Institute chief executive Len Clapham says accredited surveyors will have to adhere to a code of ethics and accreditation criteria, New Zealand property inspection standards and an improved level of service and assurance to consumers in New Zealand.
“While there has been a lot of discussion on this topic the Institute and the industry special interest group have been working solidly to create a robust process and infrastructure to support the new accreditation programme,” Mr Clapham says.
He goes on to say that the programme will undertake assessment, training and development for the profession, including auditing.
The accreditation process will be a structured method of evaluating the competency of building surveyors to undertake pre-purchase and pre-sale surveys, safe and sanitary reports, investigation inspections, quality assurance inspections, council building record inspections, maintenance inspections and sampling of lead and asbestos.
Enhanced service to be offered
Accredited building surveyors will offer an enhanced service and certificated level of competence to reassure home buyers and sellers. The programme has been developed to deliver consistency in the pre-purchase and pre-sale inspection industry.
“In time, it will weed out the individuals and companies within the industry who do not meet the required level of competency,” Mr Clapham says.
The accreditation process and other administration duties will be undertaken by the Institute.

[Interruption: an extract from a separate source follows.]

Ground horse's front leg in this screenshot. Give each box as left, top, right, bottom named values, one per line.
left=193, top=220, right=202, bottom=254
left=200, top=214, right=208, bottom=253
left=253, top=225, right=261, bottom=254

Lumley General Insurance (NZ) Ltd has lent support to the initiative by providing comprehensive insurance cover to accredited professionals. Support has also been signalled by the finance sector.
Similar levels of accreditation and certification have been undertaken in other countries, including Great Britain and the USA.
“This is an exciting initiative for improvement in the industry,” Mr Clapham says. “The group is to be congratulated on its positive moves to achieve a higher standard of professionalism and service which will result in another measure of protection for the consumer.
“The accreditation process is being piloted in Auckland, Hamilton, Wellington and Nelson, and will be fully available for online applications by the end of July.”
The Institute is advocating that every house sold in New Zealand will be required to have a home information pack that contains a pre-sale survey to New Zealand property inspection standards, terms of sale, evidence of title, standard searches, planning consents and building control certificates, Land Information Memorandum (LIM), warranties and guarantee and, in future, an energy efficiency assessment.